Setting effective_keylen to 128 gives RC2 its maximum theoretical strength
and avoids the export-era weakening. However, RC2 still uses a 64-bit block
size (Sweet32 risk), has a comparatively unvetted key schedule, and is not
approved by NIST SP 800-131A for any use case. It provides weaker security
guarantees than AES-128-GCM, which has a 128-bit block size and has been
extensively analyzed through the AES competition and two decades of deployment.


**Q: What is the default effective_keylen in PyCryptodome's ARC2, and is it dangerous?**

PyCryptodome defaults to effective_keylen equal to the actual key length, up to
128 bits.

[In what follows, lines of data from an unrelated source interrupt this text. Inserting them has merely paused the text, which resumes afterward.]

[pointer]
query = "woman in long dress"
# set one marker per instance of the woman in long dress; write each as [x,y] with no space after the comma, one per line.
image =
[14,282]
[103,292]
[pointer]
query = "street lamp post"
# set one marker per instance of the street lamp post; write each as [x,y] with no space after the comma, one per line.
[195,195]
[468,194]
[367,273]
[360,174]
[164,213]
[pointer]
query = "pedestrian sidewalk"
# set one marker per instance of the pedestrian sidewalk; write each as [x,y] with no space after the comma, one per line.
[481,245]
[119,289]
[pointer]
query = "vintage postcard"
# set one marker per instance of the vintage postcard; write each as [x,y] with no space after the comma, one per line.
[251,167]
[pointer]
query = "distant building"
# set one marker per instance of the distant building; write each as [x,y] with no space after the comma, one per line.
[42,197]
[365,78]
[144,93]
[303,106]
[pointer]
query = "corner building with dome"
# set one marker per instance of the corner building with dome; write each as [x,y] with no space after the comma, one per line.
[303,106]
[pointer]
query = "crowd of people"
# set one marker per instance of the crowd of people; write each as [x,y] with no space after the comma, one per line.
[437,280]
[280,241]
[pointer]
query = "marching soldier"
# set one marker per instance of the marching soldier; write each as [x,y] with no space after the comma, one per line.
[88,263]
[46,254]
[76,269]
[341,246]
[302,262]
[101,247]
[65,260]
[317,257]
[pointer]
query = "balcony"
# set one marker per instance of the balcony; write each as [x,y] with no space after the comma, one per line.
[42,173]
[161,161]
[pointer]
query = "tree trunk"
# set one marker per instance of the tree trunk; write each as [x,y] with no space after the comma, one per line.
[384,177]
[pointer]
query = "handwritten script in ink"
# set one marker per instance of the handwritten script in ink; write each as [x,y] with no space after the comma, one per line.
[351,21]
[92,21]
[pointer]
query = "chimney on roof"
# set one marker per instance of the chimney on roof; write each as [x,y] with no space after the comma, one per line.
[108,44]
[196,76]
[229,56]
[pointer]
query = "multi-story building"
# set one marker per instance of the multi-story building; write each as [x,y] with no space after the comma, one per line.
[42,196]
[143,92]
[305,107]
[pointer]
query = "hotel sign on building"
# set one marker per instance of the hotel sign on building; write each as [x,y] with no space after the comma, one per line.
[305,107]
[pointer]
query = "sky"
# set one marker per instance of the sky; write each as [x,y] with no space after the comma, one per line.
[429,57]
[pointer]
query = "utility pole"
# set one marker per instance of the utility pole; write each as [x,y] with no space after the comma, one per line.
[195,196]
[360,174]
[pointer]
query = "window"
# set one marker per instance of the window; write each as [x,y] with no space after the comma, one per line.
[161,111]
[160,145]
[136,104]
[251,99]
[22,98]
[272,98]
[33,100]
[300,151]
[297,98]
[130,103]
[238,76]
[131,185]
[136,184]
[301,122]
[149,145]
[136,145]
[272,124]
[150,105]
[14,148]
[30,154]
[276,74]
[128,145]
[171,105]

However, many legacy codebases and protocol implementations that
originally targeted 40-bit or 56-bit export strength may pass low values
explicitly. The risk is that the parameter is easy to overlook or misconfigure,
and there is no enforcement mechanism preventing weak settings in production.


**Q: RC2 appears in our S/MIME or PKCS#12 handling code. How do we fix it?**

S/MIME and PKCS#12 (PFX files) historically defaulted to RC2-40 for content
encryption. Modern implementations should specify AES-128-CBC or AES-256-CBC
for PKCS#12 and AES-256-GCM for S/MIME content. Review the library or framework
you use for certificate packaging, as most modern versions support AES by default
when configured correctly.


**Q: How does RC2 compare to RC4 in terms of severity?**

Both are broken legacy ciphers. RC4 is a stream cipher with fundamental keystream
biases. RC2 is a block cipher with a configurable weakness (effective key length)
and a 64-bit block size. RC4 is generally considered more immediately dangerous
due to the practical attacks demonstrated against it in TLS traffic. RC2 is
dangerous primarily due to the effective key length issue and 64-bit block size.
Neither should be used for new development.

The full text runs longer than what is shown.